21 March 2017, The Tablet

Communion debate sparked by Amoris Laetitia 'settled long ago' in Africa, says Nigerian theologian


In Africa the problem is not to do with divorced and remarried Catholics receiving the sacraments but over what to do about polygamy, says theologian


There is no debate over whether the divorced and remarried can receive communion in Africa because the issue was “settled long ago”. “They can’t”, according to the organiser of a major conference on Africa beginning in Rome this week.

“If you go to the ordinary parishes in most of Africa, you will find that people who are in the situation you’re talking about would not present themselves for Communion because they already accept that these are the rules,” Father Paulinus Odozor, a Nigerian theologian, told Crux News’ weekly radio programme, “The Crux of the Matter.”

Odozor is the main organiser of a three-day conference examining the past, present and future of African theology in the Catholic tradition, which starts tomorrow (22 March) at the University of Notre Dame’s Global Gateway centre.

When questioned about the debate around communion for the remarried that has been unleashed by Amoris Laetitia, Odozor, a lecturer in Christian ethics and theology at the university, said the West was prone to taking one issue and running with it, “without looking at the whole context”.

“It’s terrible, and it can be nauseating … even if there is a debate over divorced and remarried Catholics and Communion, that shouldn’t be taken out of context,” he told Crux.

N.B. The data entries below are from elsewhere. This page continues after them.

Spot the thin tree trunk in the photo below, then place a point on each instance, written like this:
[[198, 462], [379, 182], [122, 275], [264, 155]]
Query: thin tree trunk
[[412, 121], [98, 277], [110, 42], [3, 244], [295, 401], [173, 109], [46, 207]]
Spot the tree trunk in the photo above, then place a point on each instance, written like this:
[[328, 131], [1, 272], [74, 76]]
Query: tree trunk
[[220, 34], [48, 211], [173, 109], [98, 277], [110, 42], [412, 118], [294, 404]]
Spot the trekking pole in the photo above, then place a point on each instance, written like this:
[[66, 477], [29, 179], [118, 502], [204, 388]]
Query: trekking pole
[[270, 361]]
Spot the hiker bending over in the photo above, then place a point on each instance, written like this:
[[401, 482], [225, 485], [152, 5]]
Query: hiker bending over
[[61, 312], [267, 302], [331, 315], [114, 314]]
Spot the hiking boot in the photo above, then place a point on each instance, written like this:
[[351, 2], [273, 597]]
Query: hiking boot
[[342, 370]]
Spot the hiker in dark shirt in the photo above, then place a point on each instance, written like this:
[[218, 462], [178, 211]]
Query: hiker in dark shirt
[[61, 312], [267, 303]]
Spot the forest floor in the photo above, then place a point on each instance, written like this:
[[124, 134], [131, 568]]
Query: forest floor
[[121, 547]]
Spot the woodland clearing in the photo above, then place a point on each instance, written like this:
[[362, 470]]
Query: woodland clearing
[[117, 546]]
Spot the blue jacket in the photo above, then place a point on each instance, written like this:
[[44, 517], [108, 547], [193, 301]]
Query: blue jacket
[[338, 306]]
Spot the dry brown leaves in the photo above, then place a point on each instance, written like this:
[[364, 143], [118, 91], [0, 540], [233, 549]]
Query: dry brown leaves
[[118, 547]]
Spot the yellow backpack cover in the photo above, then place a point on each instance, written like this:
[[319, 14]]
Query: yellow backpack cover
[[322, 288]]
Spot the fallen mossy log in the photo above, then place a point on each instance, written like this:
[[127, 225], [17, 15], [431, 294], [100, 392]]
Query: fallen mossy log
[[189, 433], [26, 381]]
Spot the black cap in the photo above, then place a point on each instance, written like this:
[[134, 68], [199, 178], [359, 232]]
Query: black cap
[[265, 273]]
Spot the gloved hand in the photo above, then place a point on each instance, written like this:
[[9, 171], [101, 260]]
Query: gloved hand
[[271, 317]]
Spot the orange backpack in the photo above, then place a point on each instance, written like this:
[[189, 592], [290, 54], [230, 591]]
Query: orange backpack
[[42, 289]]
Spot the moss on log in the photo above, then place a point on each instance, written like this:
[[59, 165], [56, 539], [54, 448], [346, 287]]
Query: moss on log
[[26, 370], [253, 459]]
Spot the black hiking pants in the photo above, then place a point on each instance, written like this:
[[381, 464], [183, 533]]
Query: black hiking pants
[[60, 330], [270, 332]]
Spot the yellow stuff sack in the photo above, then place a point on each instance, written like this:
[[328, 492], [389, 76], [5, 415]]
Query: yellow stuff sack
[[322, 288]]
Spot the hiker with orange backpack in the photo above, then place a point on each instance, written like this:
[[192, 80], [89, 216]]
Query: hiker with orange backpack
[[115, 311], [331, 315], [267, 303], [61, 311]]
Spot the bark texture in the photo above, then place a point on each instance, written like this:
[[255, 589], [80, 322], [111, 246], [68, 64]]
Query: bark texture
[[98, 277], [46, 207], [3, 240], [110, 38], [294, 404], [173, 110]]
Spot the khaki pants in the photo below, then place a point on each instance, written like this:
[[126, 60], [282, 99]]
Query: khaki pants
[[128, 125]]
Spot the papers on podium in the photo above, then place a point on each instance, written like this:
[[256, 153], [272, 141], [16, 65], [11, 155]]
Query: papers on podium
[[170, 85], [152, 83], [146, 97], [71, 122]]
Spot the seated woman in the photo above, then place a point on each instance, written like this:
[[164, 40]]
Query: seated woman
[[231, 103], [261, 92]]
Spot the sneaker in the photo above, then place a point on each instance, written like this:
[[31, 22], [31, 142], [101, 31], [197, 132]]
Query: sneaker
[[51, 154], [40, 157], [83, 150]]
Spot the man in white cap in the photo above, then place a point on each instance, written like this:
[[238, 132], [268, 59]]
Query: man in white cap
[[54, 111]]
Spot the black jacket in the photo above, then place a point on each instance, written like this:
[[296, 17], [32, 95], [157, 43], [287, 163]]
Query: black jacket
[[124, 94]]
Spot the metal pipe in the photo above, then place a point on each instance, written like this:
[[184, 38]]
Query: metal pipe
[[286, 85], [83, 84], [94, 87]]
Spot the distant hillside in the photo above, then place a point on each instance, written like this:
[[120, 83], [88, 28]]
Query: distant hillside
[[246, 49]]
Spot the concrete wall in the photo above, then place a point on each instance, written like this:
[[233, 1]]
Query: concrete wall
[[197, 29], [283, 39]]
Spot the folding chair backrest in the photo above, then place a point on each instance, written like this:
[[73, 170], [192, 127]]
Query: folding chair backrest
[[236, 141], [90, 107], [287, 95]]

The theologian explained that in Africa the problem was not with divorced and remarried Catholics receiving the sacraments but over what to do about polygamy.

Earlier this year, the Archbishop of Durban, Cardinal Wilfred Napier, said that if Pope Francis’ Amoris Laetitia allows Westerners in “irregular situations” to receive Holy Communion, the Catholic Church in Africa - which has fought a long campaign against polygamy - would lose credibility among its people. 

“If Westerners in irregular situations can receive Communion, are we to tell our polygamists & other “misfits" that they too are allowed?” the South African cardinal posted on his Twitter account on 5 January. 

 Well-known African theologian, Jesuit Fr Agbonkhianmeghe Orobator, the principal of Hekima University College in Nairobi, has said that although he believes Amoris Laetitia reaffirms in “uncompromising terms” the church's teaching on abortion, contraception, birth control, and marriage. It is also uncompromising in affirming the centrality of conscience.

“If African bishops are wise,” he told National Catholic Register last year, “ they would realise that the Pope gives them license to be creative in addressing pastoral situations of family life and marriage.”

 

PICTURE: Communion is celebrated under a tree in South Sudan. Nigerian theologian, Fr Odozor, believes the divorced and remarried in Africa would not present themselves for communion because they accept that "these are the rules."